Use Case: User A: Posts an AD about selling his TV and add his address to the ad - (Lat and long) User B: In the same app, he is looking for TV ads but he sets his search radius as 5 km. (We have user B's location from his device. Lat/Long)

  • Now in my items_db table TV ad info is saved alongwith location
  • To show user B the TV near him; I can calculate distance between item and user (Using Google APi)
  • But to show him all the TV near him, I will have to first calculate distance between the user and ALL the items available in Classified/items_db to find out how many of them are actually under the 5km filter he applied.
  • Right now we are talking about 1 user: But then if I have 1000 users then I will have to calculate the distance between ALL the items against all users position and then show him only the ones that are in their specified range (i.e. 5km or 10 km)

This seems too big or just bad to be implemented like that. So my question is how do we do this?


If this wasn't clear enough then use Tinder as an example here:

When I select in Tinder that "show me people in 2 km radius only". Then how does Tinder know that? I mean in order to figure out who is 2 km away; they will first have to calculate the distance for ALL THE USERS AVAILABLE in order to see which ones can be shown to end user that fit that 2 km criteria!! How is it done there?

1

There are 1 answers

1
ADdV On

You certainly could check the distance between every pair of points, but that is not the only option you have.
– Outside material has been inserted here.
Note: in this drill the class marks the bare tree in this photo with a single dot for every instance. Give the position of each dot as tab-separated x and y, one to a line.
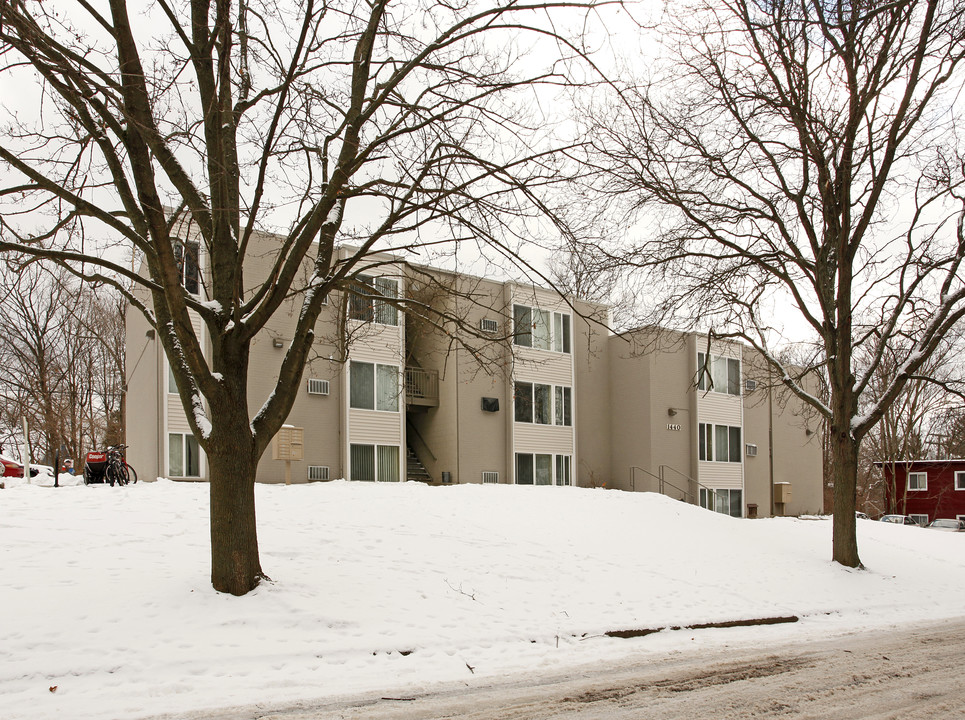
802	154
361	124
In general, what you want is to find the nearest neighbor(s) of each point. That is, you only want to find other points that are within some set distance. Generally this is called nearest neighbor search. There is no single best method to do this, and indeed performance may very well vary based on your exact data, but two methods that might be worth consideration are locality-sensitive hashing which is using a hash function that attempts to place similar points in the same buckets (or even in buckets that are close) so that you only need to check those buckets to find neighbors, and k-d trees, a datastructure designed with nearest neighbor search in mind.